# Japanese Quartz Watches- Help settle a debate!



## Nate Johnson

I've been having a "discussion" with someone on another non-watch site about watches. He claims that after 14 years of working on watches that, and I quote, "I can tell you this, make sure you get a japanese made watch. They are the finest made in the world as far as the movement goes. The cases are built good too (citizen better than seiko). Do not buy a swiss made quartz watch. They are the worst of all the better quality qaurtz wathces out there. When buying a Rado, Rolex, Tag Heuer or Tissot, you are paying more for the name and/or gold and diamonds than you are buying a good quality watch."

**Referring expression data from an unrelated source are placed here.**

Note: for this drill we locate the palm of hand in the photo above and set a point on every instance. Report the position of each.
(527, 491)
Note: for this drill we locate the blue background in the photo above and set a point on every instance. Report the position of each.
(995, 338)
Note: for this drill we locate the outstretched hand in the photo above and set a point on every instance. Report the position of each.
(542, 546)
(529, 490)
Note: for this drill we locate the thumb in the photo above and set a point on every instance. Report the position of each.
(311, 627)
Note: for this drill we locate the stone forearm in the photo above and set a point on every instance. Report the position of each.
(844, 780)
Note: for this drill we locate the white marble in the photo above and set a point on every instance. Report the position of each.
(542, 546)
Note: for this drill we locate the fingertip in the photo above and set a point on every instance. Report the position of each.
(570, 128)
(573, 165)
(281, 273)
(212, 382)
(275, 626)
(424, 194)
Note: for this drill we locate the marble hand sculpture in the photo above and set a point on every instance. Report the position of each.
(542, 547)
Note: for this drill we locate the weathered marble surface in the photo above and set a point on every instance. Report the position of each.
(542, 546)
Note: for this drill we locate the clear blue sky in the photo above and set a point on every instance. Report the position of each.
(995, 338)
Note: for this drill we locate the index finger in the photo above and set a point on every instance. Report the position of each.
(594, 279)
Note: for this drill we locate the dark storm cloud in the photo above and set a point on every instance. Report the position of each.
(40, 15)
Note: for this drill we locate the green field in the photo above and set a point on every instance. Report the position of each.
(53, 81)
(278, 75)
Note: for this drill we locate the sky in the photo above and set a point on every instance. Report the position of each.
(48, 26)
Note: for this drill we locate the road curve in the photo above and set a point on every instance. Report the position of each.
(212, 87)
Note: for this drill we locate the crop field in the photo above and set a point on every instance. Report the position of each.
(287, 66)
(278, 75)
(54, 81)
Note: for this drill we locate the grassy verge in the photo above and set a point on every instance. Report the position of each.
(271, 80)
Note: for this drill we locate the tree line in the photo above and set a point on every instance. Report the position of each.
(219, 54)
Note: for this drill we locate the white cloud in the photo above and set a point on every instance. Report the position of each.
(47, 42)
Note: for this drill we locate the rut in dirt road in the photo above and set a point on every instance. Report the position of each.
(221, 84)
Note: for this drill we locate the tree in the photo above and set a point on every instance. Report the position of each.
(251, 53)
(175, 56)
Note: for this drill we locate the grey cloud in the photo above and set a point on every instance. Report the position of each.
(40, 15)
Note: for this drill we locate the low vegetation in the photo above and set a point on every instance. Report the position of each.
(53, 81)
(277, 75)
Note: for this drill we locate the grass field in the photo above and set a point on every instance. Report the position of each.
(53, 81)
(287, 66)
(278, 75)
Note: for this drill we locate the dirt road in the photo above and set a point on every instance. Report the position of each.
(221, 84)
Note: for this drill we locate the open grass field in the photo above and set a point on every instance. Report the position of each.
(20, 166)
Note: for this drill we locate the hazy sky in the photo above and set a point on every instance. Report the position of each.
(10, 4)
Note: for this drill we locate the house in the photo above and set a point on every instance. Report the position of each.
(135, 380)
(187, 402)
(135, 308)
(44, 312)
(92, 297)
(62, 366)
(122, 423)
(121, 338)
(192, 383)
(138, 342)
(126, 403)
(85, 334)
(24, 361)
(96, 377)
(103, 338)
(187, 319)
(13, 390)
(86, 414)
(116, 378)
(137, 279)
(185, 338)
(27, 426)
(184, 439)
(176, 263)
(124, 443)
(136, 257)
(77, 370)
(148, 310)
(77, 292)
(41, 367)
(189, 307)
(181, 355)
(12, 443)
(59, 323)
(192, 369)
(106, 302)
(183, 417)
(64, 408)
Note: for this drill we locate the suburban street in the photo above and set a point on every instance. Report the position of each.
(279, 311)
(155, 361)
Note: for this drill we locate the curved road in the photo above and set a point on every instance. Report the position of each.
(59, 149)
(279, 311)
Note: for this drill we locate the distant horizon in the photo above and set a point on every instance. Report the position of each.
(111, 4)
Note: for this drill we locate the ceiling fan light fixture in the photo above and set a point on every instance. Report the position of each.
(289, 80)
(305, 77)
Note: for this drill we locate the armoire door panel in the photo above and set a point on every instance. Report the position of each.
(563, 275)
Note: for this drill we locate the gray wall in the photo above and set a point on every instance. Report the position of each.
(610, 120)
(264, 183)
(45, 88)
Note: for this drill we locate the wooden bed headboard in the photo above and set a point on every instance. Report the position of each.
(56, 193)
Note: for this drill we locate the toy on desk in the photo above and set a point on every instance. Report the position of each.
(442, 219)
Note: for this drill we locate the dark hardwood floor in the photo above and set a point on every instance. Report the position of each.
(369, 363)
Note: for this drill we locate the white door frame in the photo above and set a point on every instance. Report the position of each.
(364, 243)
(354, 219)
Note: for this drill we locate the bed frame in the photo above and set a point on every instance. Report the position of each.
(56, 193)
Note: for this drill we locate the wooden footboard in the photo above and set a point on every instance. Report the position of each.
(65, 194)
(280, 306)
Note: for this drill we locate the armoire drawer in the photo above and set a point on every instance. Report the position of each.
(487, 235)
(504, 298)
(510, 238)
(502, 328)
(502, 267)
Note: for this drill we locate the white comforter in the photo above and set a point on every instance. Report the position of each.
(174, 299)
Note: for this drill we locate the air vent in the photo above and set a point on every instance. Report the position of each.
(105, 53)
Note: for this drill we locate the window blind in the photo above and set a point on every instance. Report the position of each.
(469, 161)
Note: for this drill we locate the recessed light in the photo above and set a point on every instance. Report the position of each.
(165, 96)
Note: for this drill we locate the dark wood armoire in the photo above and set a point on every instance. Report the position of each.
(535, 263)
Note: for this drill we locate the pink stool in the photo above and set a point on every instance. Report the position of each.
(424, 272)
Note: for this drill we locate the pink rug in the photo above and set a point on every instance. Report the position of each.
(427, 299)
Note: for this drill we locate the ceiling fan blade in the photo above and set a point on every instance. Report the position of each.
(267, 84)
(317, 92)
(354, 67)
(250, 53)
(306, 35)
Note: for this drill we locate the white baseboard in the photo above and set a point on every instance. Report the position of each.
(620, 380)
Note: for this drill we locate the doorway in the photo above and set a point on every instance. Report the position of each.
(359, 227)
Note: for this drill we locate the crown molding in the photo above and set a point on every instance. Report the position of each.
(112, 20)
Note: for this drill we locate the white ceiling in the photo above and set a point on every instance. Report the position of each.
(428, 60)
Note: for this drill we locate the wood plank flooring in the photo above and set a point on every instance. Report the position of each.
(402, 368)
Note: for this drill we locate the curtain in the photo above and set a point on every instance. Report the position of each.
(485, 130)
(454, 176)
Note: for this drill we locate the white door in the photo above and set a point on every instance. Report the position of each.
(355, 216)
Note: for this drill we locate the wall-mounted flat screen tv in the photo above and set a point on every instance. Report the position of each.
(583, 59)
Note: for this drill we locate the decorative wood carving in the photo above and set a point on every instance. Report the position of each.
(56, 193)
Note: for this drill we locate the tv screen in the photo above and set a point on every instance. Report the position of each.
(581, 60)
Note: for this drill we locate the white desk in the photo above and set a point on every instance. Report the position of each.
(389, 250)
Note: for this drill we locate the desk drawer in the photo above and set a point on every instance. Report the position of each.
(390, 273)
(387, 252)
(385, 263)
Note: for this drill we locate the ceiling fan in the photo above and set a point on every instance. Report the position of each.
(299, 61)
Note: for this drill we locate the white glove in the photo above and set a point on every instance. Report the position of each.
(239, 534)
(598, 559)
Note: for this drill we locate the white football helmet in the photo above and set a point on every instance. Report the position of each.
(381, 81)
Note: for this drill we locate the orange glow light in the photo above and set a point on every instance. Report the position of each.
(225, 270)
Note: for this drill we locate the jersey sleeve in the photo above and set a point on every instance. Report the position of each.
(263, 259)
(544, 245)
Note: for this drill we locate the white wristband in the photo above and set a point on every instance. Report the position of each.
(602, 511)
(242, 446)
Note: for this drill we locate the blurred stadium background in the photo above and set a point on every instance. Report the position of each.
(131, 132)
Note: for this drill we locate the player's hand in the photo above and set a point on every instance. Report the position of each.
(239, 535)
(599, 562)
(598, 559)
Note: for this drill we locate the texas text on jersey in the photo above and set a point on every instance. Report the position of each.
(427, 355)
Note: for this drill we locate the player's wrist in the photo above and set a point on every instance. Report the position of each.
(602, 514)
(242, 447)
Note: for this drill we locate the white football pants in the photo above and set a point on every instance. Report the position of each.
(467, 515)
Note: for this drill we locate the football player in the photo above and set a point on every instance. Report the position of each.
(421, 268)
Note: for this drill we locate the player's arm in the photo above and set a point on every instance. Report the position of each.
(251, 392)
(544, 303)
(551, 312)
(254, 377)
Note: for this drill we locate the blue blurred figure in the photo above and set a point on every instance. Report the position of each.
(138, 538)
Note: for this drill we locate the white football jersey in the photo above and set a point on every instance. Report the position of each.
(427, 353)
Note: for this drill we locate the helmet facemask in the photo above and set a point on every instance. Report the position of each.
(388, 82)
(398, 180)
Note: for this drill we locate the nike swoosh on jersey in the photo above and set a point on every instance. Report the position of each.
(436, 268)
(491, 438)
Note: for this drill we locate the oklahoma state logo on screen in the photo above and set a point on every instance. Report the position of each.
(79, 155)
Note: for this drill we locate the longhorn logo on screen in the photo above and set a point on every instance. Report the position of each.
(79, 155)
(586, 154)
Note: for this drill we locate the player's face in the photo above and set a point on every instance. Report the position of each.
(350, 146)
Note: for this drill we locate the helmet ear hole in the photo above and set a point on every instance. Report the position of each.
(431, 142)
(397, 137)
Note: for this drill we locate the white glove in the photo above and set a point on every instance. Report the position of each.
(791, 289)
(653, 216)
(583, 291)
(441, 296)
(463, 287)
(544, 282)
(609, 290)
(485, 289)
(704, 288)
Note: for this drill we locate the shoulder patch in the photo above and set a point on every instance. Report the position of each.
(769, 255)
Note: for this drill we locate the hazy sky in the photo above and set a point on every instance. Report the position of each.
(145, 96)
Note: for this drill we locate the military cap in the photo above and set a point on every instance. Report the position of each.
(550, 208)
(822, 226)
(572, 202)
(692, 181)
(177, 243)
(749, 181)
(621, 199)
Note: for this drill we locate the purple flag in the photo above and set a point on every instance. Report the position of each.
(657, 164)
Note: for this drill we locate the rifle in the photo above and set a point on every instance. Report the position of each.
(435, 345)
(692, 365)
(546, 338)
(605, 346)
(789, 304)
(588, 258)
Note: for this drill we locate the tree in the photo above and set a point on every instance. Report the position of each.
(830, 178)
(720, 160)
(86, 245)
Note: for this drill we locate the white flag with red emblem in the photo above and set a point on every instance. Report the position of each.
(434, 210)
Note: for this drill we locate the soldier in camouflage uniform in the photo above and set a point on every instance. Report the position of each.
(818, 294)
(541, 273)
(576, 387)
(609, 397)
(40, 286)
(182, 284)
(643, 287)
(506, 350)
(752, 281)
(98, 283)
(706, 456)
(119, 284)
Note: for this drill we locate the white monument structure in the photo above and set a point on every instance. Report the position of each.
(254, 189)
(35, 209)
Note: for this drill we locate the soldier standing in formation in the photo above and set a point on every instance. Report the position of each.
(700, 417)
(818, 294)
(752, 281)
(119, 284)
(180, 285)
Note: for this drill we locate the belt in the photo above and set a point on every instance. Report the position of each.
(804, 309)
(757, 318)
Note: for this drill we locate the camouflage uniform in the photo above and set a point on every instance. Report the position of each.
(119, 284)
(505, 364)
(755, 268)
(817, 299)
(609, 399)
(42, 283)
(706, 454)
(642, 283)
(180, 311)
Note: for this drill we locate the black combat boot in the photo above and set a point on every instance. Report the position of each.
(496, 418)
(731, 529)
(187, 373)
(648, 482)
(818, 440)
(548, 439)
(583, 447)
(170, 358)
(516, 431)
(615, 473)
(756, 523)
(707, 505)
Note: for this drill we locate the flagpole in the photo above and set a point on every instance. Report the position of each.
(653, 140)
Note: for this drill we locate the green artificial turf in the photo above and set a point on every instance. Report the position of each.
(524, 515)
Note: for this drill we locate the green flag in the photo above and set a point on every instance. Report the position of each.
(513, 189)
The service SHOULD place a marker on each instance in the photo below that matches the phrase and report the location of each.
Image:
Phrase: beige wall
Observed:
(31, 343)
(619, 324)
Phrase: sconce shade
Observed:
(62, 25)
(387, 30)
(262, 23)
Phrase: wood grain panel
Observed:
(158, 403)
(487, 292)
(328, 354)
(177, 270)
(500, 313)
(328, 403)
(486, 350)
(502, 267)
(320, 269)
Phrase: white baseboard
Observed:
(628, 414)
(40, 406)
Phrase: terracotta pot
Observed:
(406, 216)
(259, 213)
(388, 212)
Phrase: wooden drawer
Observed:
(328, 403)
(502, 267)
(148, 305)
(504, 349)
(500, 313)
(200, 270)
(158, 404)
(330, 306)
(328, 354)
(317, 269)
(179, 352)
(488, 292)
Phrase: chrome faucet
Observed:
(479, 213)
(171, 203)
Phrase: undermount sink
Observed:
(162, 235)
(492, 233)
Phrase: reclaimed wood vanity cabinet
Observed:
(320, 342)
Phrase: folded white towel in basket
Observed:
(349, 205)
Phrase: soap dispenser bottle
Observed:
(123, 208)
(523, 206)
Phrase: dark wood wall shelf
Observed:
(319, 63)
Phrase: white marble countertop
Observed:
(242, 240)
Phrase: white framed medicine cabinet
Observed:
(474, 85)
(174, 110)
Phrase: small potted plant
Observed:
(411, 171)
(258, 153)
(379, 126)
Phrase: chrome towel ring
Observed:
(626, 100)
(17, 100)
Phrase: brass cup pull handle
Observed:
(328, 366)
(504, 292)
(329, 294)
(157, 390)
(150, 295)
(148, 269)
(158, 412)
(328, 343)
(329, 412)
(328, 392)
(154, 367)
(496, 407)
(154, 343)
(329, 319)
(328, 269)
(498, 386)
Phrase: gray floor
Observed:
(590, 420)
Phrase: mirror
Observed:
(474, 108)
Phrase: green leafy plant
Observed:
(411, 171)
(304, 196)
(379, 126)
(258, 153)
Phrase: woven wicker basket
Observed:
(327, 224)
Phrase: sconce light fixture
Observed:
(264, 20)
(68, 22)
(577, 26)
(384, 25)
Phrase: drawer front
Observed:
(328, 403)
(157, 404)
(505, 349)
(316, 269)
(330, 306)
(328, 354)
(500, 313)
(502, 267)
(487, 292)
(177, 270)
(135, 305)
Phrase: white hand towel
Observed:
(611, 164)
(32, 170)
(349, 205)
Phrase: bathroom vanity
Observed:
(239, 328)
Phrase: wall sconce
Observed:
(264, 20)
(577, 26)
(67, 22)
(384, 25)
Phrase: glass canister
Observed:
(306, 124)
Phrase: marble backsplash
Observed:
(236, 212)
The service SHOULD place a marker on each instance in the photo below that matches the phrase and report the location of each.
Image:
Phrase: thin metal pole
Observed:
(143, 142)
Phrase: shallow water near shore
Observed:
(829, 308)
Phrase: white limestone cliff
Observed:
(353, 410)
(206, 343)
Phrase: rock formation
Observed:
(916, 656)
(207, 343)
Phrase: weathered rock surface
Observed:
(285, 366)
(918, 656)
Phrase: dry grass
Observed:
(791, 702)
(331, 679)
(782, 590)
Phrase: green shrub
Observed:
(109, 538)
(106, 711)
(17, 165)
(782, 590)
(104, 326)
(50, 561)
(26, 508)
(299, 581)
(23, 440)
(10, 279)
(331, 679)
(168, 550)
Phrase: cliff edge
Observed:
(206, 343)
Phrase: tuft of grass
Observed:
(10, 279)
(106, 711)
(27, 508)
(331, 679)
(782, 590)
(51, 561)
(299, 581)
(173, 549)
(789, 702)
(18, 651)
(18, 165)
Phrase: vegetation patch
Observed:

Are there any comparable experts who share this view? Anyone have any specific examples?


----------



## Bruce Reding

Hello Nate. I can't speak definitively, as I do not have years of watchmaking experience. Here's my take, though...

1. It is *certainly * true that the Swiss cannot make a blanket claim of superiority in quartz watches. To the uninitiated, this may be surprising, given the aura of peerless quality that the Swiss have cultivated for many years. The best Swiss quartz watches are better than the worst Japanese quartz watches in terms of movement and casing quality, but the reverse is true as well.

2. I personally see the Japanese leading the Swiss in terms of timekeeping technology and related technologies such as power (e.g., solar/kinetic) and radio control. They were much more aggressive in embracing and pushing quartz technology, whereas the Swiss shied away for quite a while. Having said this, the recent ETA Thermoline movements are competitive with the best of the Japanese movements.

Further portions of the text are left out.